Stora Enso will halt production at its Veitsiluoto sawmill in northern Finland from early August, temporarily standing down all 56 workers at the site until October. The suspension, confirmed amid a broader softening of European timber markets, underscores the mounting pressure facing Nordic producers as unsold inventory accumulates and buyer appetite remains subdued.
According to Fastmarkets' European sawn timber report, the decision reflects weak spring demand and a regional surplus of unsold spruce. Veitsiluoto produces approximately 200,000 cubic metres of sawn softwood annually, making the stoppage one of the more visible signs of demand weakness in Stora Enso's Nordic operations. The Finnish mill is not alone: Sweden's Södra and Vida had already reduced or shuttered capacity during the spring, pointing to a sector-wide response to difficult trading conditions.
The root of the problem lies partly in buyer behaviour from late 2025 into early 2026, when customers made heavy forward purchases that left warehouses full. "Buyers bought too much," Fastmarkets contacts said. With inventories swollen, the pressure has shifted back onto mills. Central European operators, facing slack demand from Middle Eastern markets, have redirected volumes into domestic European markets, adding further downward pressure to sawn timber prices.
Despite the difficult backdrop, May proved relatively quiet in terms of price movement, with European sawn timber values broadly stable and UK domestic spruce holding mostly steady. The standard 50-by-100-millimetre sawfalling grade edged up €5 to €320 at the top of its range, though analysts noted that the apparent stability reflected already depressed price levels rather than any genuine resurgence of buyer activity. Facing this environment, producers are increasingly considering further output curtailments rather than pursuing higher sales volumes at unfavourable prices.
The cost side of the equation is adding to the strain. Sawlog prices rose in May, with Finnish standing sales averaging €82.86 per cubic metre for spruce and €77.28 for pine. Mills now face a classic margin squeeze: input costs climbing while finished timber prices are expected to come under further downward pressure in the months ahead.
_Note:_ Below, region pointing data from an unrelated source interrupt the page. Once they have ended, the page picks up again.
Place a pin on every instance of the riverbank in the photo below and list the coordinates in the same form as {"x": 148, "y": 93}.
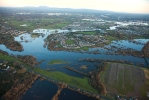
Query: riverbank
{"x": 52, "y": 62}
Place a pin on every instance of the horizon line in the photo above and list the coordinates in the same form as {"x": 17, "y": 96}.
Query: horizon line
{"x": 73, "y": 9}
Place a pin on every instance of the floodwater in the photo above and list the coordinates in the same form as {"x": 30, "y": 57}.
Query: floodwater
{"x": 43, "y": 90}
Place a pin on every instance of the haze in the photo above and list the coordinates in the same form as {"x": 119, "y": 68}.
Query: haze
{"x": 130, "y": 6}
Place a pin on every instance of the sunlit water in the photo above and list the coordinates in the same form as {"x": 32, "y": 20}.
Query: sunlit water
{"x": 34, "y": 47}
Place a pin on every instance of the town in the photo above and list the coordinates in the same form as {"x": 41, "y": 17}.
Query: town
{"x": 95, "y": 55}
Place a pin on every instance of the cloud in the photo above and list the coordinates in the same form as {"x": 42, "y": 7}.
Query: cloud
{"x": 136, "y": 6}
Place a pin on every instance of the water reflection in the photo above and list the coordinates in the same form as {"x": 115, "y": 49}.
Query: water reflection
{"x": 40, "y": 90}
{"x": 67, "y": 94}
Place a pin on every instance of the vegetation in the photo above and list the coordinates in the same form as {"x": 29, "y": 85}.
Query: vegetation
{"x": 35, "y": 35}
{"x": 145, "y": 87}
{"x": 75, "y": 81}
{"x": 52, "y": 62}
{"x": 88, "y": 32}
{"x": 121, "y": 78}
{"x": 85, "y": 48}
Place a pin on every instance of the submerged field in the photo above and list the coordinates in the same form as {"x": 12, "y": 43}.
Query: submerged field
{"x": 71, "y": 80}
{"x": 125, "y": 79}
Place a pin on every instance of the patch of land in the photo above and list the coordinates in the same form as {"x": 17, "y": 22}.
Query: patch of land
{"x": 52, "y": 62}
{"x": 35, "y": 35}
{"x": 71, "y": 80}
{"x": 125, "y": 80}
{"x": 83, "y": 67}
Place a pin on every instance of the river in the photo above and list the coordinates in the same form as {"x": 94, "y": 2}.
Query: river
{"x": 34, "y": 47}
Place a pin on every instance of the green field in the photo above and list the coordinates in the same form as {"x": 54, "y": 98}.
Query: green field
{"x": 88, "y": 33}
{"x": 75, "y": 81}
{"x": 124, "y": 79}
{"x": 52, "y": 62}
{"x": 35, "y": 35}
{"x": 69, "y": 41}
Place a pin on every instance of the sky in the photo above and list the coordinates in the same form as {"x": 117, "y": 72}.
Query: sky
{"x": 130, "y": 6}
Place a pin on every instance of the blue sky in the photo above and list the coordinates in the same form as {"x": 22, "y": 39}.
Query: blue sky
{"x": 131, "y": 6}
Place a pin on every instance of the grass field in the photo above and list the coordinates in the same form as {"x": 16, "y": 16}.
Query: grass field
{"x": 126, "y": 79}
{"x": 75, "y": 81}
{"x": 52, "y": 62}
{"x": 69, "y": 41}
{"x": 88, "y": 33}
{"x": 35, "y": 35}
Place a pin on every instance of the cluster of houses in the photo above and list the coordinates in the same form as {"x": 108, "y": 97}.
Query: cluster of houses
{"x": 5, "y": 67}
{"x": 79, "y": 40}
{"x": 11, "y": 32}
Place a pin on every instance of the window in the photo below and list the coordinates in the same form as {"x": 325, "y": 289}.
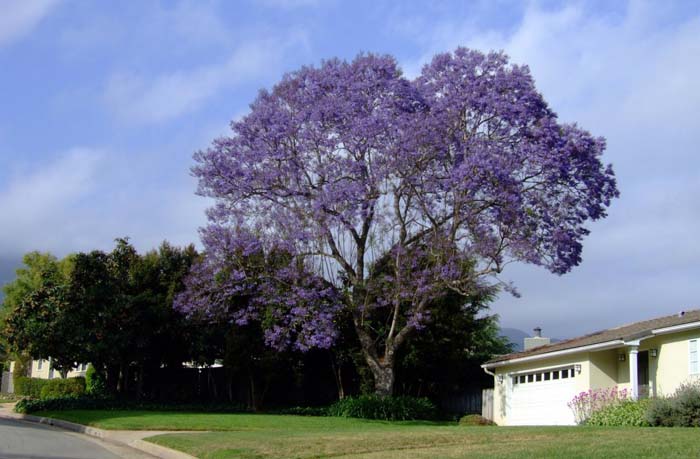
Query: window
{"x": 543, "y": 376}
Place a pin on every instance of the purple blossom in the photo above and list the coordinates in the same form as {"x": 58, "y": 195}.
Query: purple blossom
{"x": 393, "y": 191}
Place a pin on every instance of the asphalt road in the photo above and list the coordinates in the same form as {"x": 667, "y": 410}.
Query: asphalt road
{"x": 23, "y": 440}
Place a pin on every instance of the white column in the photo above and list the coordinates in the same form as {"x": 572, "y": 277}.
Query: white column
{"x": 634, "y": 378}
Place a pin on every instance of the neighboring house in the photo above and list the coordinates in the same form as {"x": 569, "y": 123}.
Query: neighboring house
{"x": 42, "y": 369}
{"x": 534, "y": 387}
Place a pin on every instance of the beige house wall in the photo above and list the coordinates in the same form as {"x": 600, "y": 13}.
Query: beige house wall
{"x": 45, "y": 371}
{"x": 672, "y": 364}
{"x": 604, "y": 369}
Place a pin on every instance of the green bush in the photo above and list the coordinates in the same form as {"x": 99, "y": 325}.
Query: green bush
{"x": 475, "y": 420}
{"x": 93, "y": 403}
{"x": 29, "y": 387}
{"x": 385, "y": 408}
{"x": 686, "y": 402}
{"x": 70, "y": 387}
{"x": 682, "y": 409}
{"x": 95, "y": 384}
{"x": 630, "y": 413}
{"x": 304, "y": 411}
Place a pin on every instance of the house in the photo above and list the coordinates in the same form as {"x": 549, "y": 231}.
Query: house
{"x": 648, "y": 358}
{"x": 42, "y": 369}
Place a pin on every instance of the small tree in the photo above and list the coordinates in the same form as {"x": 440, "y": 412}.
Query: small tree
{"x": 44, "y": 326}
{"x": 444, "y": 179}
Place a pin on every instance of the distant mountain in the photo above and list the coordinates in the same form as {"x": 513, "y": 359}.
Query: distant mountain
{"x": 517, "y": 336}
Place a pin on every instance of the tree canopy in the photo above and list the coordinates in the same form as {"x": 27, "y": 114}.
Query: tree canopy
{"x": 443, "y": 180}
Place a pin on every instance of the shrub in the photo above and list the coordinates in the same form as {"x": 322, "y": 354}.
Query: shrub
{"x": 93, "y": 403}
{"x": 95, "y": 384}
{"x": 624, "y": 413}
{"x": 686, "y": 402}
{"x": 475, "y": 420}
{"x": 70, "y": 387}
{"x": 661, "y": 413}
{"x": 386, "y": 408}
{"x": 587, "y": 403}
{"x": 682, "y": 409}
{"x": 29, "y": 387}
{"x": 305, "y": 411}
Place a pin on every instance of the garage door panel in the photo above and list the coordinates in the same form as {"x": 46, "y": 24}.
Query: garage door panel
{"x": 540, "y": 403}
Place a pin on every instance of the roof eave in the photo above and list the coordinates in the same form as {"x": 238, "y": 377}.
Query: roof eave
{"x": 546, "y": 355}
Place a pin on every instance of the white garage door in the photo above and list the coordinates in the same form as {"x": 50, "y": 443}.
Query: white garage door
{"x": 541, "y": 397}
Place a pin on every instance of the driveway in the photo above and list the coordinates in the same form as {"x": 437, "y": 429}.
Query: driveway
{"x": 24, "y": 440}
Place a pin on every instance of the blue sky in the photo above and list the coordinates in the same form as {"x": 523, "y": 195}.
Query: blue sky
{"x": 103, "y": 103}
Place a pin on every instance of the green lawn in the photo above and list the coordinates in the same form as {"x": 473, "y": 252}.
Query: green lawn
{"x": 268, "y": 436}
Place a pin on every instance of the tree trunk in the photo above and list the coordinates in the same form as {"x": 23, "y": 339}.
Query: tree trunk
{"x": 383, "y": 380}
{"x": 337, "y": 374}
{"x": 382, "y": 367}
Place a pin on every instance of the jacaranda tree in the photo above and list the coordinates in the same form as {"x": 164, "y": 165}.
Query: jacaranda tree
{"x": 395, "y": 191}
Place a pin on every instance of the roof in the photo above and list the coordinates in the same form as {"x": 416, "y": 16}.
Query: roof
{"x": 628, "y": 332}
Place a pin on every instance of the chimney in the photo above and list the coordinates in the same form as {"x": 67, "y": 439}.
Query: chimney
{"x": 535, "y": 341}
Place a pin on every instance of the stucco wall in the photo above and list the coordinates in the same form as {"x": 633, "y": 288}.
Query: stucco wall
{"x": 604, "y": 370}
{"x": 672, "y": 364}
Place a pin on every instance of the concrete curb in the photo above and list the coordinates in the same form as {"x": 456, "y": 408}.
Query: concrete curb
{"x": 105, "y": 435}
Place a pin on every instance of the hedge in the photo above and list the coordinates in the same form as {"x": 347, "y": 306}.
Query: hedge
{"x": 630, "y": 413}
{"x": 29, "y": 387}
{"x": 92, "y": 403}
{"x": 385, "y": 408}
{"x": 682, "y": 409}
{"x": 70, "y": 387}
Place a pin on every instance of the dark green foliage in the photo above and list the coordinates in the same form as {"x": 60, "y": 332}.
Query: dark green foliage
{"x": 475, "y": 420}
{"x": 304, "y": 411}
{"x": 30, "y": 387}
{"x": 682, "y": 409}
{"x": 95, "y": 382}
{"x": 70, "y": 387}
{"x": 629, "y": 413}
{"x": 385, "y": 408}
{"x": 91, "y": 403}
{"x": 443, "y": 360}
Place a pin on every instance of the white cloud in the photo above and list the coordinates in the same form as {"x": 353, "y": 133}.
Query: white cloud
{"x": 86, "y": 197}
{"x": 290, "y": 4}
{"x": 19, "y": 17}
{"x": 630, "y": 78}
{"x": 36, "y": 206}
{"x": 141, "y": 99}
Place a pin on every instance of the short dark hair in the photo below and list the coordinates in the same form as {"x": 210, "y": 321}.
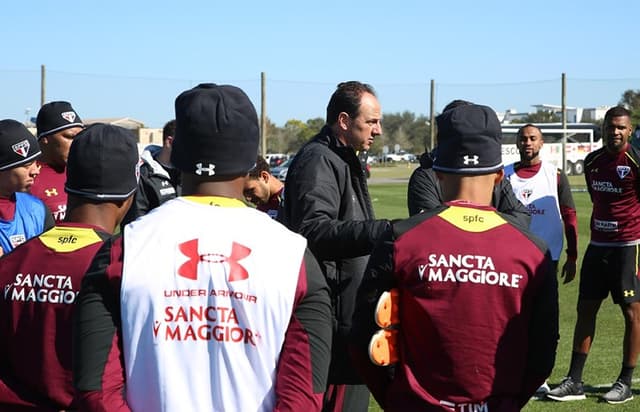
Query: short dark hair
{"x": 169, "y": 129}
{"x": 617, "y": 111}
{"x": 347, "y": 99}
{"x": 455, "y": 103}
{"x": 528, "y": 125}
{"x": 261, "y": 166}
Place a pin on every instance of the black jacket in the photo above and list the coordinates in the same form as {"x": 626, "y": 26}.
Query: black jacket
{"x": 327, "y": 201}
{"x": 424, "y": 193}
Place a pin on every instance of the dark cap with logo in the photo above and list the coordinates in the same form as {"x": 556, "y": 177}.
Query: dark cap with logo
{"x": 17, "y": 145}
{"x": 55, "y": 117}
{"x": 469, "y": 141}
{"x": 103, "y": 163}
{"x": 217, "y": 131}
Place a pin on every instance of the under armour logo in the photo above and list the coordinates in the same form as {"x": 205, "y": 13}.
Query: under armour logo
{"x": 189, "y": 269}
{"x": 623, "y": 171}
{"x": 68, "y": 116}
{"x": 471, "y": 160}
{"x": 21, "y": 148}
{"x": 209, "y": 169}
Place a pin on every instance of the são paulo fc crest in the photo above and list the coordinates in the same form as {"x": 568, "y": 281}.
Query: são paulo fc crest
{"x": 21, "y": 148}
{"x": 623, "y": 171}
{"x": 236, "y": 271}
{"x": 68, "y": 116}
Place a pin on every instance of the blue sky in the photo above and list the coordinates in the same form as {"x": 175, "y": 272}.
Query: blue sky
{"x": 132, "y": 58}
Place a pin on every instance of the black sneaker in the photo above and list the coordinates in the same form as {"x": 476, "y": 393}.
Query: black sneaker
{"x": 620, "y": 392}
{"x": 568, "y": 390}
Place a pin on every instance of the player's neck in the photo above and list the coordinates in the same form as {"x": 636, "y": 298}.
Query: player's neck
{"x": 101, "y": 215}
{"x": 472, "y": 189}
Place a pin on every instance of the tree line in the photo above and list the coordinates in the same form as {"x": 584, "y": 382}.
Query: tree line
{"x": 404, "y": 130}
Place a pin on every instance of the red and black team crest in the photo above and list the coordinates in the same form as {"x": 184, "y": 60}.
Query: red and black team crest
{"x": 623, "y": 171}
{"x": 189, "y": 269}
{"x": 68, "y": 116}
{"x": 526, "y": 193}
{"x": 21, "y": 148}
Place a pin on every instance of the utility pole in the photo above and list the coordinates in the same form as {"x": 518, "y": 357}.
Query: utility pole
{"x": 42, "y": 85}
{"x": 564, "y": 122}
{"x": 263, "y": 114}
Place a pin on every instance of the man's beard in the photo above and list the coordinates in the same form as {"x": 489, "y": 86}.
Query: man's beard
{"x": 528, "y": 157}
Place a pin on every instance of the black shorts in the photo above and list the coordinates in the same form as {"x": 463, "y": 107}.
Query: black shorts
{"x": 610, "y": 269}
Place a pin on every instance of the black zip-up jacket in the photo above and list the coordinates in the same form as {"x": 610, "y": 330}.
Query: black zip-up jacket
{"x": 423, "y": 193}
{"x": 327, "y": 201}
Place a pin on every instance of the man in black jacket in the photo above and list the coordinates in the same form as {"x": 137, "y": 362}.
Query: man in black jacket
{"x": 327, "y": 201}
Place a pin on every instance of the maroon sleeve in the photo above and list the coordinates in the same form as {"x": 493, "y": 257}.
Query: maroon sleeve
{"x": 569, "y": 217}
{"x": 98, "y": 366}
{"x": 303, "y": 366}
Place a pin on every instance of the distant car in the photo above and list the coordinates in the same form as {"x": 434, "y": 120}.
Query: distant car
{"x": 280, "y": 171}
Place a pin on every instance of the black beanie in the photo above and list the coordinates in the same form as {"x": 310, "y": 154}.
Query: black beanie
{"x": 17, "y": 145}
{"x": 469, "y": 141}
{"x": 55, "y": 117}
{"x": 103, "y": 163}
{"x": 217, "y": 131}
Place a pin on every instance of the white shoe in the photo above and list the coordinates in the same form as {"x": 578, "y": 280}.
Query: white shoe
{"x": 543, "y": 389}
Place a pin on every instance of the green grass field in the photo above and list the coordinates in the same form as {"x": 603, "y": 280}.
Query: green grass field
{"x": 603, "y": 364}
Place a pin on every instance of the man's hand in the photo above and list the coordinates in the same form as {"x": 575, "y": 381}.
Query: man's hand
{"x": 568, "y": 271}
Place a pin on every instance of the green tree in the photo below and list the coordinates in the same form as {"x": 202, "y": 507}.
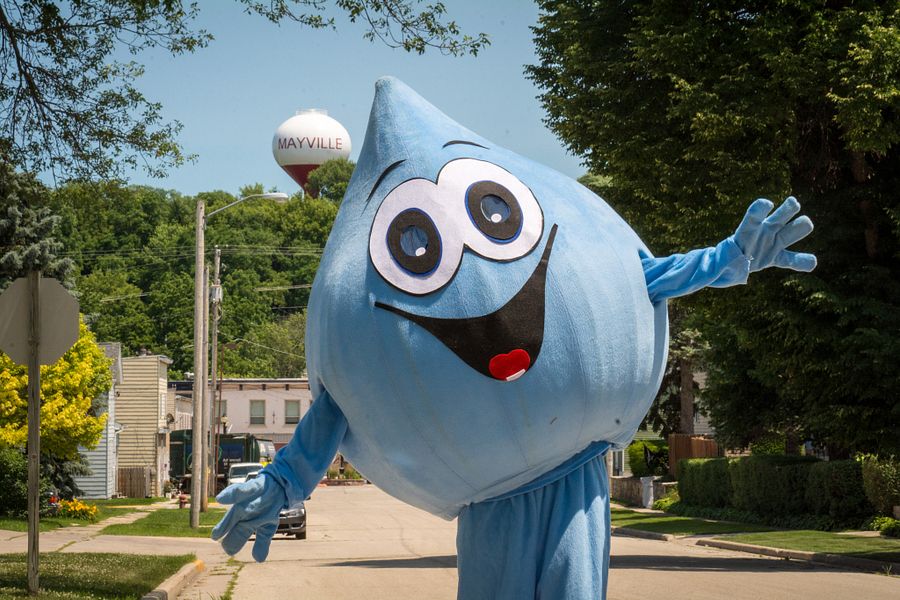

Stora Enso has been careful to frame the Veitsiluoto stoppage as a temporary, market-driven measure, separating it from the company's broader strategic overhaul, which includes a possible sale of its Central European sawmill operations. The Finnish halt is presented as a tactical response to current conditions rather than a structural retreat.
The deepest source of demand weakness remains the construction sector, particularly in the United Kingdom — a key destination for Swedish timber exports. Britain's building industry contracted again in June, with the S&P Global/CIPS Purchasing Managers' Index falling to 38.4, well below the 50-point threshold separating expansion from contraction. Housebuilding was the weakest segment within the sector, and employment in British construction fell for the eighteenth consecutive month, a run of declines that illustrates how prolonged and broad-based the downturn has become.
There are, however, tentative signs that sentiment may be beginning to shift. Builders grew more optimistic about the year ahead, with the future activity gauge rising to 59.7 from 53.0, suggesting that industry participants expect conditions to improve even as current output remains depressed. Fastmarkets contacts echoed that cautious optimism, pointing to a possible market recovery later in 2026 if housing activity picks up and borrowing costs ease sufficiently to unlock stalled projects.
Swedish producers have already absorbed significant losses while waiting for that recovery to materialise. Södra reported a full-year operating loss of 1.29 billion kronor, with its wood division alone losing 463 million kronor, largely due to sharply higher sawlog costs — the same cost dynamic now weighing on Finnish operations. Vida, meanwhile, closed its Urshult and Orrefors mills in May, concentrating output at fewer, more efficient facilities as it seeks to weather the downturn. Across the Nordic timber industry, the calculus is increasingly the same: cut production, control costs, and wait for demand to return.